8.H.2.2 - Summarize how leadership and citizen actions influenced the outcome of key conflicts in North Carolina and the United States.
8.H.1.3 Use primary and secondary sources to interpret various historical perspectives.
Lincoln's Gettysburg Address-
Read over the text in the document
* If you struggle you can use the rewordify link here
Links to an external site. or play the recording here
Links to an external site.as you follow along on the page.
Answer the questions on the document in complete sentences.

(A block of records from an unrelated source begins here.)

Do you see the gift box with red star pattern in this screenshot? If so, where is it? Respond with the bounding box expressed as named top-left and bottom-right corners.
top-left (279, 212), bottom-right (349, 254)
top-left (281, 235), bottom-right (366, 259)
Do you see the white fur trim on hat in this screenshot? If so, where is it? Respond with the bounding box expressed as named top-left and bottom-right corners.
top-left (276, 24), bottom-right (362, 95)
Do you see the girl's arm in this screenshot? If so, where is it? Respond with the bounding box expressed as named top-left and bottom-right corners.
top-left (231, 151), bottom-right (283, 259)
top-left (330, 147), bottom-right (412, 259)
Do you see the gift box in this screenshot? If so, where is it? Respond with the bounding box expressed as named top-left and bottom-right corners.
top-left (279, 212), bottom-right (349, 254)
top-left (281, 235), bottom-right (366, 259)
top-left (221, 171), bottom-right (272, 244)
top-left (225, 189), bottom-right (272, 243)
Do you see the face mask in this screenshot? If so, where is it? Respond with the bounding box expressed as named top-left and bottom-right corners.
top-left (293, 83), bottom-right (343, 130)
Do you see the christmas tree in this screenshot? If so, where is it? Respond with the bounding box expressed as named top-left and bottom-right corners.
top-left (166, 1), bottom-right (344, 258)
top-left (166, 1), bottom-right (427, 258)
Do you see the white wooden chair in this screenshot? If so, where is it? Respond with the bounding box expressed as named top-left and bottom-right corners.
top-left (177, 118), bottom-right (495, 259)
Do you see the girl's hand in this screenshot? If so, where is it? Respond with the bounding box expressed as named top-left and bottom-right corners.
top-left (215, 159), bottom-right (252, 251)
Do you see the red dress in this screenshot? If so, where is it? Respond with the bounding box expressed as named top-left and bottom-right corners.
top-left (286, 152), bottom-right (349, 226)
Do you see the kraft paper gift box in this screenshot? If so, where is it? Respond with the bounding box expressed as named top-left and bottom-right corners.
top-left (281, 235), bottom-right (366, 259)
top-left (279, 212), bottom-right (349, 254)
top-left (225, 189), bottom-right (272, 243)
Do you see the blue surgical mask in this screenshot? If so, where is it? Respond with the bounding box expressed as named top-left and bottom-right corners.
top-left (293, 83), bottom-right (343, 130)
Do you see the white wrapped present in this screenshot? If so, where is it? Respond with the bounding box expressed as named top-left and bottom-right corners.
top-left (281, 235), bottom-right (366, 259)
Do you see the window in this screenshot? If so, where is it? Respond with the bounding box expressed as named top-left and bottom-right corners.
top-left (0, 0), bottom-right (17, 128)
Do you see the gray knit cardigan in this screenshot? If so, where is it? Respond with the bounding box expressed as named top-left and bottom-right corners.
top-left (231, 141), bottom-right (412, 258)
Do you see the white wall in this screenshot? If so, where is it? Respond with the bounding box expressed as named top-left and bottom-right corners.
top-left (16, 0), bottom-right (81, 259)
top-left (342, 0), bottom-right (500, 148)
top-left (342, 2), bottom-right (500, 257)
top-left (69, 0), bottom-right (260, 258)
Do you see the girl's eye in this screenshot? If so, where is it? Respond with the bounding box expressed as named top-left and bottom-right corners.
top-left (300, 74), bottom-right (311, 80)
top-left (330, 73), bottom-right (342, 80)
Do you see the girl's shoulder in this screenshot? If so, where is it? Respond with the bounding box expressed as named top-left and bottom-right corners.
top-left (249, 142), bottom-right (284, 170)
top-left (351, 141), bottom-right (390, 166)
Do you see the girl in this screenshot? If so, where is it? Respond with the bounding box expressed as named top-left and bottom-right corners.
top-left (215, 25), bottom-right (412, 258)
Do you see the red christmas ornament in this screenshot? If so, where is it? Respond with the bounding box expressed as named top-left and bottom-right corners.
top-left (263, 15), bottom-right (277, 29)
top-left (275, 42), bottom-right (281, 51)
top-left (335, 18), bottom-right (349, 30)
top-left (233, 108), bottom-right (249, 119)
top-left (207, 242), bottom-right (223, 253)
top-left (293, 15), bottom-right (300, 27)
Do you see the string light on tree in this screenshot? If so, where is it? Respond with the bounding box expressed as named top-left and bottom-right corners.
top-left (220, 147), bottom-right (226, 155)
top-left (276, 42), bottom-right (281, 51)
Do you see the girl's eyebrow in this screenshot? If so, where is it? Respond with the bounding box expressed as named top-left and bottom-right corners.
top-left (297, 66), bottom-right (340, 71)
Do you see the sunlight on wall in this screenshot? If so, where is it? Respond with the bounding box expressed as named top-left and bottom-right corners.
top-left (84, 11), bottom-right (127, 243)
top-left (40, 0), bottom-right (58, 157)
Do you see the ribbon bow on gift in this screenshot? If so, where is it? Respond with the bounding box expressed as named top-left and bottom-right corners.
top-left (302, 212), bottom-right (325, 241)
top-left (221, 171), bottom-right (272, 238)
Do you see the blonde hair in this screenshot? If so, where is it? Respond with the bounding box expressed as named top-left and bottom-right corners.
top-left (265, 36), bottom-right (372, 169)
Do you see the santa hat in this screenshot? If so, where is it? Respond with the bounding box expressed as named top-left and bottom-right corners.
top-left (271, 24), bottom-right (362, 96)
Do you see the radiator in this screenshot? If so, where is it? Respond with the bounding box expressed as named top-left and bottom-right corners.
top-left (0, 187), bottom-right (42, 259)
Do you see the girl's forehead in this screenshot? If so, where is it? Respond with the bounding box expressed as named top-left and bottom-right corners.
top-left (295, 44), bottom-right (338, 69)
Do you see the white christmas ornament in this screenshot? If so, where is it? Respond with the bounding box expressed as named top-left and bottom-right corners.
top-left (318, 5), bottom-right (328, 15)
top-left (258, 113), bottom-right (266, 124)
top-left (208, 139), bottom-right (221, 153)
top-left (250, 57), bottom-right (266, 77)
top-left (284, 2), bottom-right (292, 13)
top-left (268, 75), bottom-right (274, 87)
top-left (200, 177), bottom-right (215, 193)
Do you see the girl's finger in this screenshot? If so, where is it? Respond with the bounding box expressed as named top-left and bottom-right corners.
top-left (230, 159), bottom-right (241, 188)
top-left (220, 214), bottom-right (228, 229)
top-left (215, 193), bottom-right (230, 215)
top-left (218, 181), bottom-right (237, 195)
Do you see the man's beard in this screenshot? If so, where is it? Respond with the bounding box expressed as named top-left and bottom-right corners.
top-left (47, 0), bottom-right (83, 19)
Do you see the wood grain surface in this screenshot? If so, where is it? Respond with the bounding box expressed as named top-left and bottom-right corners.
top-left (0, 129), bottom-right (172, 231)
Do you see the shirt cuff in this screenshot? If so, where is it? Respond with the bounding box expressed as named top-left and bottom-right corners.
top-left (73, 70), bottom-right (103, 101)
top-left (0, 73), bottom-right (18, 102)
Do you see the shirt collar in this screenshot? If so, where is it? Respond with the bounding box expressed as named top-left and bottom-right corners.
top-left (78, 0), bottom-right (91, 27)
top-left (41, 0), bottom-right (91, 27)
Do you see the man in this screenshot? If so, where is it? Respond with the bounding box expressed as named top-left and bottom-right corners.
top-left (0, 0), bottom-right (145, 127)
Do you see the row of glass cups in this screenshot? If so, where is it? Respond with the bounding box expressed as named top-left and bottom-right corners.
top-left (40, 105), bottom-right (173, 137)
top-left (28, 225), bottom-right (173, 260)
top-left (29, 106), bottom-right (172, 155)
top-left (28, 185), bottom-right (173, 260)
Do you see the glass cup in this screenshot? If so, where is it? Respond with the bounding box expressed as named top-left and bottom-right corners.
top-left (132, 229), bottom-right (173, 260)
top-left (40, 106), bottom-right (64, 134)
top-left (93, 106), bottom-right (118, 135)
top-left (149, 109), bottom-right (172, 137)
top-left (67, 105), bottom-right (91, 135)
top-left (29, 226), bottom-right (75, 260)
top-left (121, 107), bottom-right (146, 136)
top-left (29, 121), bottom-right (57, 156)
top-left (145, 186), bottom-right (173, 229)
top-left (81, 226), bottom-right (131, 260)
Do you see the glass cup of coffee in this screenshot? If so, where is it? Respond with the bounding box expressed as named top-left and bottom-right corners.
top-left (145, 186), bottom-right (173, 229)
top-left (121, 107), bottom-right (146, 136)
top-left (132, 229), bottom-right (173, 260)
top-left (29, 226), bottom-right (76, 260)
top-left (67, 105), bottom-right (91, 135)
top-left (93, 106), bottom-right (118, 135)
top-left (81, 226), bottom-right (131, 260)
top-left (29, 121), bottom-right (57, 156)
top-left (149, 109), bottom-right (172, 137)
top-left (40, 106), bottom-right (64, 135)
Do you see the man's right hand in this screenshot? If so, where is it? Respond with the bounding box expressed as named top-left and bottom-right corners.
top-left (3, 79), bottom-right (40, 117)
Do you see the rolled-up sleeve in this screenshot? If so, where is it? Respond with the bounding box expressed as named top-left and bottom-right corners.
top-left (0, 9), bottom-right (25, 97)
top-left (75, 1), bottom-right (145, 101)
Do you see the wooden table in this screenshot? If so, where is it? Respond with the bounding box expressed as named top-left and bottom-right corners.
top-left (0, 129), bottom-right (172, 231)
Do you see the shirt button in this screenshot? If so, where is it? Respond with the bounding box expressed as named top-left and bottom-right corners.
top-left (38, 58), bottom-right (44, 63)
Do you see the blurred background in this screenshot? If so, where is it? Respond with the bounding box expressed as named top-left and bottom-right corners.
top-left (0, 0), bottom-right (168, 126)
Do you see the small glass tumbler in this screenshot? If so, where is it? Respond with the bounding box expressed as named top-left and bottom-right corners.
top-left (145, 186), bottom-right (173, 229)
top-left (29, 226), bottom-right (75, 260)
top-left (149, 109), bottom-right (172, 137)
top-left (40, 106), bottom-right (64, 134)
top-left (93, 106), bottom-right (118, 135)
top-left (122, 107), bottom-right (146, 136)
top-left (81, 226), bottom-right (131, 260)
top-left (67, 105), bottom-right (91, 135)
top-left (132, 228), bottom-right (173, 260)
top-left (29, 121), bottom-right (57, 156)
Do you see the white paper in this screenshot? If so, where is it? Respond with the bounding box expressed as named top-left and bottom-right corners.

The following is a transcript of President Abraham Lincoln’s speech on November 19, 1863, at the dedication of the Soldiers’ National Cemetery in Gettysburg, Pennsylvania:
"Four score (score= 20 years so X 4= 80 years) and seven years ago (1776) our fathers brought forth on this continent, a new nation, conceived (plan or idea) in Liberty, and dedicated to the proposition (argument) that all men are created equal. Now we are engaged in a great civil war, testing whether that nation, or any nation so conceived and so dedicated, can long endure. We are met on a great battlefield of that war. We have come to dedicate a portion of that field, as a final resting place for those who here gave their lives that that nation might live. It is altogether fitting and proper that we should do this. But, in a larger sense, we cannot dedicate—we cannot consecrate (make holy)—we cannot hallow—this ground. The brave men, living and dead, who struggled here, have consecrated it, far above our poor power to add or detract. The world will little note, nor long remember what we say here, but it can never forget what they did here. It is for us the living, rather, to be dedicated here to the unfinished work which they who fought here have thus far so nobly advanced. It is rather for us to be here dedicated to the great task remaining before us—that from these honored dead we take increased devotion to that cause for which they gave the last full measure of devotion—that we here highly resolve that these dead shall not have died in vain—that this nation, under God, shall have a new birth of freedom— and that government of the people, by the people, for the people, shall not perish from the earth."
Questions:
1. For what occasion did Lincoln give this speech?
2. What year is Lincoln talking about in line 1? Why is it significant?
3. What is Lincoln implying that the Nation can no longer endure?
4. What is the mood (feeling) of Lincoln's speech?
5. What reaction is Lincoln trying to provoke (tone) from the audience?
6. What is Lincoln defending in this speech?
7. What is the Great Task Before Us?